Sheen, Lewis, and Ratzinger

January 31, 2026

key words; attention economy, God economy, accidental glory

Purgatory Files; Sheen, Lewis, and Ratzinger

Fulton Sheen: “As we enter Heaven, we will see them, so many of them coming toward us and thanking us.  We will ask ‘who are [you]?’ and they will say ‘a poor soul you prayed for in Purgatory’.”

I believe that deep inside, the understanding of Purgatory always held a special place and truly resonated at my core.  How detached we become from our core, our Imago Dei, in this noisy world. We find ourselves in an attention economy. The destructive forces that vie for our consciousness are great.

We no longer hear of, or understand, the ‘God Economy’. Translated from the Greek, oikonomia, household law for the administration and carrying out of God’s eternal purpose.

I wonder how it has taken sixty-plus years to free my will with this act of volition. To allow attachment to souls who have been calling out. Thank you, Sr. Colette, for speaking into this reality.
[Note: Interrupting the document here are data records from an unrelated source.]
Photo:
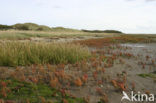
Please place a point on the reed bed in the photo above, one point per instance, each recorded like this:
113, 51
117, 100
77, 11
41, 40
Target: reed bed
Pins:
27, 53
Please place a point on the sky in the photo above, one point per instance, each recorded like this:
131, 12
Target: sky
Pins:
129, 16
For inspiring connection and exceptional friendships; the church suffering. 

Sue Tassone tells us that we cannot know, in this lifetime, such an intense magnitude of friendship as we can have, now, with these souls.   I have found this to be emotionally, spiritually, temporally and tangibly true.  This level of closeness and devotion was previously unknown to me. Our time on earth may, or may not, be shared. Our destiny is.

CS Lewis: “Our souls demand purgatory, don’t they?  Would it not break the heart, if God said to us ‘it is true my son that your breath smells and your rags drip with mud and slime, but we are charitable here and no one will upbraid you with these things, nor draw away from you.  Enter into joy’?  Should we not reply, ‘with submission sir and if there is no objection, I’d rather be cleaned first.’  ‘It may hurt you know’.  ‘Even so, sir’.”
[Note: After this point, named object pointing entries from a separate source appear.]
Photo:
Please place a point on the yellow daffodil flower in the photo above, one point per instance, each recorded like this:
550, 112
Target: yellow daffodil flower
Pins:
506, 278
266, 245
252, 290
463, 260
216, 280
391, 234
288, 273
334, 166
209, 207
In Letters to Malcolm, number XX, Lewis goes on to say “I assume that the process of purification will normally involve suffering.  Partly from tradition; partly because most real good that has been done me in this life has involved it.”

J.R.R. Tolkien took Lewis’s love of myth and held it along side “true myth”, the story of Christ.  Myth, as known by Lewis was something of a broken and shattered search for the ultimate reality; the longing of every man, for God. 

Nine days after a late night conversation with his friend, Lewis converted to Christianity.  “That which I had greatly feared had come upon me.  I finally gave in and admitted that God was God, and knelt and prayed: perhaps that night    the most dejected and reluctant convert in England.”   

Christianity, the myth  that actually happened. Lewis describes, in Surprised by Joy, “the fog had lifted and the Son was now shining bright”.

Pope Benedict XVI, Joseph Ratzinger. A humble worker in the vineyard of The Lord.Our lives are involved with one another, through innumerable interactions they are linked together. No one lives alone.  No one sins alone.  No one is saved alone.”

There is a perpetual relationship between us; the church militant, the church suffering, and the church triumphant.  We pray, fervently, for the souls in purgatory.  They can not pray for themselves.  They can pray for us.  We do not know when they finally enter paradise, but we continue to pray for them. 

We also pray for the church triumphant. From those prayers, additional grace may be given them. God uses our prayers where they are most needed, be it for other souls in purgatory or to bring greater joy; accidental glory to those in Heaven. For, as St. Thomas Aquinas tells us, no prayer is ever wasted.